Rodrigo Pacheco gosta de posar de estadista. Ele engrossou a voz quando as ameaças golpistas de Bolsonaro chegaram ao paroxismo e, recentemente, devolveu à presidência uma MP destrambelhada, que alterava o Marco Civil da Internet.

No entanto, por mais que estufe o peito, o presidente do Senado não fez nada de especial. No primeiro caso, cumpriu o dever comezinho de qualquer político civilizado. No segundo, simplesmente matou na origem um ato normativo inconstitucional.
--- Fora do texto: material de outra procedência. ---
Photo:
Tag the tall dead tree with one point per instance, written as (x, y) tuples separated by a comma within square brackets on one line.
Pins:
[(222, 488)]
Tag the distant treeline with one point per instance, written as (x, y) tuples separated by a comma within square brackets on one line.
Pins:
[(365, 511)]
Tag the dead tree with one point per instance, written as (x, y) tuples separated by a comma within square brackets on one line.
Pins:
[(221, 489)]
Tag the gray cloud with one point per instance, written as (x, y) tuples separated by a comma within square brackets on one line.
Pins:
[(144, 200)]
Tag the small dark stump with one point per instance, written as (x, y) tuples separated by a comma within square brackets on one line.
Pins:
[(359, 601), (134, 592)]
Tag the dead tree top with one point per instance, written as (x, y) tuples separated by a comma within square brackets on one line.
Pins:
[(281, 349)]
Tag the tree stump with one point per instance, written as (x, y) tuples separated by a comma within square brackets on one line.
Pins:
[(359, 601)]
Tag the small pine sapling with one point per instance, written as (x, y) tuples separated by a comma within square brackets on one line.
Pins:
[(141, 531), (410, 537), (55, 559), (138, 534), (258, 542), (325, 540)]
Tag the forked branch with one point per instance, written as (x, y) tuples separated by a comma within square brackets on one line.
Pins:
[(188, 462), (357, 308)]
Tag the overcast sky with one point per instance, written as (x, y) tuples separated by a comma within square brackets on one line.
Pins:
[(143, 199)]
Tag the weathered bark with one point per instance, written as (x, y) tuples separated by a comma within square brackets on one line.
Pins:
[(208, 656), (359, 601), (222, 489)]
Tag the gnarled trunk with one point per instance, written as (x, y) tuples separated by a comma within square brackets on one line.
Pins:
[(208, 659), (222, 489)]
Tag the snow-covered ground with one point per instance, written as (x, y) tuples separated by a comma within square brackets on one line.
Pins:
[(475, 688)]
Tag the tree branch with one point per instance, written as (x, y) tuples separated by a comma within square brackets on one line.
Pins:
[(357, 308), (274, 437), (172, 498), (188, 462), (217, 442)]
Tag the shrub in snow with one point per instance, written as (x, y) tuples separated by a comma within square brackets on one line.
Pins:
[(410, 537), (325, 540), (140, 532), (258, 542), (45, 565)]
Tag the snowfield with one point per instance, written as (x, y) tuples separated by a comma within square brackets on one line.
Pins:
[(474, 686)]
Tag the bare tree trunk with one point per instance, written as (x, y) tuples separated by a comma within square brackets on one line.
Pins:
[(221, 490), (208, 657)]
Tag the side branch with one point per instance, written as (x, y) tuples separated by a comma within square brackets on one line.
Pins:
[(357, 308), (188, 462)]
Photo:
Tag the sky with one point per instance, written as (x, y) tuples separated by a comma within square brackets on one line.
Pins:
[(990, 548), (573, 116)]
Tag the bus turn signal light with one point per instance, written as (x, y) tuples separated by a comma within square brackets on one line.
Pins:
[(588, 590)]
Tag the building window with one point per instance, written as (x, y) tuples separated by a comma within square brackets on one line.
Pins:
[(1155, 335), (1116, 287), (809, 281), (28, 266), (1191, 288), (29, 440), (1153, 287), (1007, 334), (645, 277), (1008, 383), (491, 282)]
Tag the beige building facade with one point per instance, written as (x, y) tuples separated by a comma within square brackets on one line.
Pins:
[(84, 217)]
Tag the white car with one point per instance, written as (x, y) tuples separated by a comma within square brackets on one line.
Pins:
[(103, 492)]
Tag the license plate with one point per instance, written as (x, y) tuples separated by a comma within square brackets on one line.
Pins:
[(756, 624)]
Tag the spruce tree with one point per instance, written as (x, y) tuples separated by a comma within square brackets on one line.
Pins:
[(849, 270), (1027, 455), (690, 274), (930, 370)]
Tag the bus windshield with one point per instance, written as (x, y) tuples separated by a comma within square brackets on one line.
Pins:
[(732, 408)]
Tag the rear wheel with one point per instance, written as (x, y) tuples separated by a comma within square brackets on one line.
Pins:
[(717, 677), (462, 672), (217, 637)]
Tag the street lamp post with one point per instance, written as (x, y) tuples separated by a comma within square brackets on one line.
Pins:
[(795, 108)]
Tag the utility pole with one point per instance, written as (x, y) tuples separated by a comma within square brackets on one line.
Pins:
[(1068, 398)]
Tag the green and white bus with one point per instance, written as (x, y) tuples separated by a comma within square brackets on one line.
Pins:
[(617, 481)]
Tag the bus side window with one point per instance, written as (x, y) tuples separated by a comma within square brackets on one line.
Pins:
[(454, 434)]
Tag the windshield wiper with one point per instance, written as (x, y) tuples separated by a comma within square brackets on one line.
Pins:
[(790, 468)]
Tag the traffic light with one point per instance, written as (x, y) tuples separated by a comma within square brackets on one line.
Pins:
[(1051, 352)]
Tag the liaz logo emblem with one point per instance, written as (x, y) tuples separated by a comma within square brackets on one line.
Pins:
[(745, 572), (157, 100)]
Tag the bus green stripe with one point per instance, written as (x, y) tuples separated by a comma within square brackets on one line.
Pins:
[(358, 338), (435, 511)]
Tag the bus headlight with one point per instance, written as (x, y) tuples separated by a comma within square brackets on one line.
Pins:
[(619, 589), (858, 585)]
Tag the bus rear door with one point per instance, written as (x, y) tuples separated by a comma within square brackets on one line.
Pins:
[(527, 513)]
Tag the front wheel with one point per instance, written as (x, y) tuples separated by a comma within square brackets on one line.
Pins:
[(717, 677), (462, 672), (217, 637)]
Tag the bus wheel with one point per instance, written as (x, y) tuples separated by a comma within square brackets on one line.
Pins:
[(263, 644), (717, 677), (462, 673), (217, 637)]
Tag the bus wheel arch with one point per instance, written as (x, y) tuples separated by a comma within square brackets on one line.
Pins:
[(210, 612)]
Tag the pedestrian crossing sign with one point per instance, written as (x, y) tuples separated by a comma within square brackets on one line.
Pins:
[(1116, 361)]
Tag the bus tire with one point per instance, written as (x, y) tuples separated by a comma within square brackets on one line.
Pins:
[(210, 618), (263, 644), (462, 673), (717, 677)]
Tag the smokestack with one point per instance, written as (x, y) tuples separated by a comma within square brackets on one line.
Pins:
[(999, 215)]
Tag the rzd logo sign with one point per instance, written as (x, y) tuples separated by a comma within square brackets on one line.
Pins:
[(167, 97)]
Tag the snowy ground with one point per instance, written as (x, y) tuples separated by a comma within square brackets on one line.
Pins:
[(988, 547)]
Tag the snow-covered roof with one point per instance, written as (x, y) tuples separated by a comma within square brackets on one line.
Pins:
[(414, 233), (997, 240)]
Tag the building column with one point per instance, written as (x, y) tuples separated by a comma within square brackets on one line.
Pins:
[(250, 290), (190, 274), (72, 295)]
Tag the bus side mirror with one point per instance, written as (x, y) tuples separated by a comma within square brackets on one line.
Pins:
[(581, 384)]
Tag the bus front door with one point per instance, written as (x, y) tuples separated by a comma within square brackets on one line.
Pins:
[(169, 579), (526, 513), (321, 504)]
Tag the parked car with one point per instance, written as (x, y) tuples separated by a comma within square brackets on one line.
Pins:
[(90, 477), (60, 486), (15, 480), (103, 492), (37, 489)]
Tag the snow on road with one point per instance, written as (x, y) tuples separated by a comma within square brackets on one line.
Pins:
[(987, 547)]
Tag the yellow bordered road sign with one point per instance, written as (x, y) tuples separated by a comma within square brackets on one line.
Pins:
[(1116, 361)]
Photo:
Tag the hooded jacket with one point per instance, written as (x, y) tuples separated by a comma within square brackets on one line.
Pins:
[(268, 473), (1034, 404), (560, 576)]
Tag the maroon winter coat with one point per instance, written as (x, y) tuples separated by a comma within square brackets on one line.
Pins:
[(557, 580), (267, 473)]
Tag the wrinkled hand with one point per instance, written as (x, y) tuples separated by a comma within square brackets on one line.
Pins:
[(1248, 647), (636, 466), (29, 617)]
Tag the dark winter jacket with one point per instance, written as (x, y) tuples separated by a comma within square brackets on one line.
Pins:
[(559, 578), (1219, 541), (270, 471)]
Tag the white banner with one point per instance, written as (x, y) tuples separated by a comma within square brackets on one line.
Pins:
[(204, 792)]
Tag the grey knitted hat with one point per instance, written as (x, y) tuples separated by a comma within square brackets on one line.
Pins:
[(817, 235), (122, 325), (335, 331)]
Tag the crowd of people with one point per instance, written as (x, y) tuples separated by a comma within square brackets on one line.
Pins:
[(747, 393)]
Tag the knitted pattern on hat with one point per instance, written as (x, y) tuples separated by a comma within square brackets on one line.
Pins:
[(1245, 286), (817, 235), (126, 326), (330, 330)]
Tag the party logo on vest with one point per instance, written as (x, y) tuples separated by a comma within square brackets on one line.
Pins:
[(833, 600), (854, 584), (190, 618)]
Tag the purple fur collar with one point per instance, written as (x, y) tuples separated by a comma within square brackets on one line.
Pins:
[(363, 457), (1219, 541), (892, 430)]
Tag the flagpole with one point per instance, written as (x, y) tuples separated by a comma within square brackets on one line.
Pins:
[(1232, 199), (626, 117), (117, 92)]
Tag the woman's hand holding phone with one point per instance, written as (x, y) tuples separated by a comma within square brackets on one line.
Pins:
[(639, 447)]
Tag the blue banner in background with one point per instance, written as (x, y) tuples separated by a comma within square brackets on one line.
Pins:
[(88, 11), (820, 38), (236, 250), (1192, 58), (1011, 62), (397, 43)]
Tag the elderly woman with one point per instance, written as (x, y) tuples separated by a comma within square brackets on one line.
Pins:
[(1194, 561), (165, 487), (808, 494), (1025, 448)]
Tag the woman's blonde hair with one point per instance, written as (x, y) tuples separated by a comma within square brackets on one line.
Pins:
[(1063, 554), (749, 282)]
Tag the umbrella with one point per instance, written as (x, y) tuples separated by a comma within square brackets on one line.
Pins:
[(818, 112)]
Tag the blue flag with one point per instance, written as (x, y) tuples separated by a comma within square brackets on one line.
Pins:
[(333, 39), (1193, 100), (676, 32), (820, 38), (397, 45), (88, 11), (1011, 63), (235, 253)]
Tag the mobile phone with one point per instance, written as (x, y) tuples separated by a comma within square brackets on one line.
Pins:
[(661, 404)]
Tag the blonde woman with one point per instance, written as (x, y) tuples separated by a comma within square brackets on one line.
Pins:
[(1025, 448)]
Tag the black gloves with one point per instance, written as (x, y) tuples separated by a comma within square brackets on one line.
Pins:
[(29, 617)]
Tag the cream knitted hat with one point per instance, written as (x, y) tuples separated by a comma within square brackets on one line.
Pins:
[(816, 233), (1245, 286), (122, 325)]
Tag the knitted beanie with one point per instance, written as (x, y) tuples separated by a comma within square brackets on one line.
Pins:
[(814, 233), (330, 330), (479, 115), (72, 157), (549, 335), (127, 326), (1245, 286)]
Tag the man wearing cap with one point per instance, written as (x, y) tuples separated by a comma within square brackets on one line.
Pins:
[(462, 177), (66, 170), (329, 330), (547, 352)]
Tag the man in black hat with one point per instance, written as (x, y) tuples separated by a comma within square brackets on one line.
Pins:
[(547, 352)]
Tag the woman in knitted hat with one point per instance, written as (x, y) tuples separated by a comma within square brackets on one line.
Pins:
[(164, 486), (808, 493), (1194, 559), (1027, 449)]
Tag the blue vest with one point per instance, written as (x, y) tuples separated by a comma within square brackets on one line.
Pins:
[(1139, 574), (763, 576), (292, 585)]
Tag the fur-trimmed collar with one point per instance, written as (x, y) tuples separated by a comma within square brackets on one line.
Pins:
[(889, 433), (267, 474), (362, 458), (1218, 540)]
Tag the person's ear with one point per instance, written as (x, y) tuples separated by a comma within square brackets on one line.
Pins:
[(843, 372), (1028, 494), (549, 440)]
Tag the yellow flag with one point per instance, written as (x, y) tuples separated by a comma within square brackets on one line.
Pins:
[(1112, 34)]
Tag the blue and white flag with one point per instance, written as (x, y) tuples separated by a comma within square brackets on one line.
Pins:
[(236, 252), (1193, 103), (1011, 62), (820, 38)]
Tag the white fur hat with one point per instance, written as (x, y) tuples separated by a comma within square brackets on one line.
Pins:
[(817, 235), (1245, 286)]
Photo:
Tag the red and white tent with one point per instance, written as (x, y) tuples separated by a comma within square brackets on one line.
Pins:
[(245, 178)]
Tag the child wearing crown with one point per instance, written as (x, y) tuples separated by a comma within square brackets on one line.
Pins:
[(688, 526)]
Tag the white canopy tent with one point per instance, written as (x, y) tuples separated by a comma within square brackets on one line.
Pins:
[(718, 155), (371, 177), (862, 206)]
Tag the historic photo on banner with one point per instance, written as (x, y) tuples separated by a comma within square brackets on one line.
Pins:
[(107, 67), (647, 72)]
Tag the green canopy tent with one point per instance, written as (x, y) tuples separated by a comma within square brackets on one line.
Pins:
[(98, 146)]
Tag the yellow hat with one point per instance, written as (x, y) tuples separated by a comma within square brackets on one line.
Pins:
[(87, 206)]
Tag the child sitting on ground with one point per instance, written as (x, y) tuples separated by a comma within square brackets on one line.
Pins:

Difícil mesmo é fazer a coisa certa nas questões complexas. Pacheco, que é um sonso, invariavelmente deixa passar essas ocasiões. Vejamos o caso da reforma do imposto de renda.

O senador disse ontem que vai trabalhar para que a medida, já aprovada na Câmara, seja votada com urgência na casa que ele preside. Disse também que pretende retomar a discussão sobre um imposto de valor agregado (IVA) que substitua diversos outros tributos.

Já escrevi neste espaço e vou repetir: há um desvio de finalidade na reforma do imposto de renda patrocinada por Paulo Guedes e pelo presidente da Câmara Arthur Lira.

Ela não foi feita para melhorar o sistema tributário. Não o torna mais racional nem mais justo.

Seu verdadeiro objetivo, desde sempre, foi atender a um interesse eleitoral de Bolsonaro e sua gangue: a criação do Auxílio Brasil, substituto do Bolsa Família.

Por ser uma despesa fixa, o novo programa assistencial precisa estar acoplado a uma fonte de receita. O projeto de reformulação do IR institui essa fonte: a tributação dos dividendos pagos pelas empresas aos seus acionistas.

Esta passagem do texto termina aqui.